Science Lessons is the kind of business book I like, which is a melding of a memoir with the business advice sprinkled between the personal stories. Straight memoirs tend to be hagiographic and straight advice tends to sound contrived without real-world applied context.
Binder provides both with candor and the right amount of self-deprecation. The science content is educational, the business stories are thrilling, and as a package it really inspires the reader that business can be conducted for societal good, a sentiment that sometimes feels hard to find.
The premise is simple. Housel, a venture capitalist, has written nearly two dozen essays on how to think about money: how to make it, how to keep it, and how to value it in relation to the happiness in your life. The stories and advice inside are so short, simple, and well-written that there is no point in me summarizing here.
It’s in the rare class of “books I should have and wish I’d written first” (alongside Klosterman’s “But What If We’re Wrong”). This is primarily because the lessons, told in an almost fable-like fashion, are the ideas that have been obvious to me from my own extensive reading, and yet are not taught in school or mainstream resources.

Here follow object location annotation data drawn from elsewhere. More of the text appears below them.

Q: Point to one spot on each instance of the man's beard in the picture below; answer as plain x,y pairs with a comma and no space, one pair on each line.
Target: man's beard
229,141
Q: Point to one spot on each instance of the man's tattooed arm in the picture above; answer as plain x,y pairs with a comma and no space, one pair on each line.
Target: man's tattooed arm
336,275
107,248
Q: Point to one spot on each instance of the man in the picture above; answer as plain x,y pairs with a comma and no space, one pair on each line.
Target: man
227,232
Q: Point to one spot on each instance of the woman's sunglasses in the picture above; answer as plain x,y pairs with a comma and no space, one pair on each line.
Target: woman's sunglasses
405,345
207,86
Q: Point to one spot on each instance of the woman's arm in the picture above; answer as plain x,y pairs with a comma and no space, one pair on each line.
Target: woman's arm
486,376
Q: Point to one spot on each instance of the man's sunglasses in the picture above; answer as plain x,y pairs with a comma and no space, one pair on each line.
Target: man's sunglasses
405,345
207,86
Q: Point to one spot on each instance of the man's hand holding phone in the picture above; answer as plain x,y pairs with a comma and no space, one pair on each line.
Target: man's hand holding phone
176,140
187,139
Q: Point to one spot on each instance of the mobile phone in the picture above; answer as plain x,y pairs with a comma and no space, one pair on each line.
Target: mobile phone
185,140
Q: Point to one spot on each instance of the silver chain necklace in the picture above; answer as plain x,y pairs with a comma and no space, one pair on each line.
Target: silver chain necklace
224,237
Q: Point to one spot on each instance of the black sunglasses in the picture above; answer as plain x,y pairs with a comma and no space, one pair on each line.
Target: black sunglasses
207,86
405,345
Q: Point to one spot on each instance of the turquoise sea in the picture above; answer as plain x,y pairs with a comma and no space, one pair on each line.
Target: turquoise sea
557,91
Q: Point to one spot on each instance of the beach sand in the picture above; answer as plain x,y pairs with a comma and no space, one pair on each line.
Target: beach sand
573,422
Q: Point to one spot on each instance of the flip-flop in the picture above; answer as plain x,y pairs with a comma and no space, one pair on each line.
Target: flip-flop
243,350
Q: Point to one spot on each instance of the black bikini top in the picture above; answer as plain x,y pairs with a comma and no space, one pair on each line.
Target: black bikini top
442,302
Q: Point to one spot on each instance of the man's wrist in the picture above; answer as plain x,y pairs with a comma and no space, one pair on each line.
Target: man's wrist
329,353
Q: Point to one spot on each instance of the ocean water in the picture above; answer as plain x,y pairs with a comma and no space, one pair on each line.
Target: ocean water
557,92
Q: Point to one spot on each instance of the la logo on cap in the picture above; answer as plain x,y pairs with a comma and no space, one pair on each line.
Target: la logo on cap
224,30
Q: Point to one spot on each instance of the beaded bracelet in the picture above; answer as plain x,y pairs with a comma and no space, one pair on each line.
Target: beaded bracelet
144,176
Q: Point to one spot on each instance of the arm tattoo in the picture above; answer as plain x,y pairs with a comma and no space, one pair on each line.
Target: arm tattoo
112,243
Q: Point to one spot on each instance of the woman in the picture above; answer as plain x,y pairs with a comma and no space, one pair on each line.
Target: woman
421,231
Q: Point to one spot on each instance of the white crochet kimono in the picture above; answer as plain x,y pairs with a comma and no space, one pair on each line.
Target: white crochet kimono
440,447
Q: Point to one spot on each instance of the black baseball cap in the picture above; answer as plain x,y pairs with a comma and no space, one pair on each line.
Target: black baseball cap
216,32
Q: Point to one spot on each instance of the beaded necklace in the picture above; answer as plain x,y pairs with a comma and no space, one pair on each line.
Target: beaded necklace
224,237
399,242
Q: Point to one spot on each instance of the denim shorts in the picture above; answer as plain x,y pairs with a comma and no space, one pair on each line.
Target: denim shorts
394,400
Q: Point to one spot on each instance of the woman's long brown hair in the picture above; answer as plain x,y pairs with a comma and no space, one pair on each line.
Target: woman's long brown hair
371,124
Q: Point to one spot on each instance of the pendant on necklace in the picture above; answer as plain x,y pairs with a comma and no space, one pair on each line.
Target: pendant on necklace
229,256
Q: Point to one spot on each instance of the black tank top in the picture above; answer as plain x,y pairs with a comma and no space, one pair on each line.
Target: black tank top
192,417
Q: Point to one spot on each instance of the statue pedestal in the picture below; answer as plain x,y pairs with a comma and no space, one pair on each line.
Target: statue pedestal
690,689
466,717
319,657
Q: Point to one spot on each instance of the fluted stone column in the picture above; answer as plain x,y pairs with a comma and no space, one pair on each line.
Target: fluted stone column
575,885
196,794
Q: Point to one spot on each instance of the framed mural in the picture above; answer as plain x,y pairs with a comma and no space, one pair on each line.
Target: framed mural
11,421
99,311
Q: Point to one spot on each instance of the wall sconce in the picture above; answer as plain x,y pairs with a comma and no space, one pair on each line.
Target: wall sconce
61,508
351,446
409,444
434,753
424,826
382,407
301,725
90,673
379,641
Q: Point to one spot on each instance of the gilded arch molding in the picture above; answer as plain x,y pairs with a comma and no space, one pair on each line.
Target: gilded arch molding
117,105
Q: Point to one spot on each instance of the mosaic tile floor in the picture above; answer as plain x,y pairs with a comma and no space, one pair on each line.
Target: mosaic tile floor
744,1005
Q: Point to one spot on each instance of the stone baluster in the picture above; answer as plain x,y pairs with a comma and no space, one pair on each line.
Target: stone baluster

I bought a copy for my brother as a Christmas present, and it is my new go-to pick when a friend asks me for a book recommendation about money.
One of those books I’d heard quoted, but never knew the whole plot. It’s an allegorical fable for Stalinist Russia, incredibly effective at explaining how normalcy can devolve into tyranny, and should be taught in all schools as it’s written in a readable language for all ages. This makes it particularly relevant for today’s youth to read, as a warning against the overly-communistic tendencies of a generation who haven’t seen it. Otherwise, I have little to add that hasn’t probably already been written elsewhere, except this short story scores high on my value-per-word ratio.
Best Book Read in the Second Half of 2020
A former colleague once asked me, in one of those cheesy get-to-know-you moments, if I had a favorite poem. If I had to pick an intellectual realm I’m least informed on, it’s possibly some sort of three-way tie between poetry, Mayan temples, and Medieval theology. So I gave the answer that, while true to myself, is also the most cliche: Robert Frost’s The Road Not Taken.
Orr opens the book upfront with the poem itself, in case you haven’t read it in full since grade school. But it’s surely recognizable, as he establishes early on how modern Google data provides a strong argument for this poem being one of the most popular pieces in American pop culture history (greater than, say, Alfred Hitchock or Bob Dylan). The rest of the chapters, each succinct, cover angles to interpret the poem’s oft-misunderstood aspects: “The Poet”, “The Poem”, “The Choice”, and “The Chooser”.
Ultimately, this book is a manifestation of what great criticism is supposed to be. Thoughtfulness without pretentiousness; contextualizing without stretching too far for meaning. Orr does for poetry what Roger Ebert did for films: tackling the quintessential American poem and manages to elevate the material with his lens.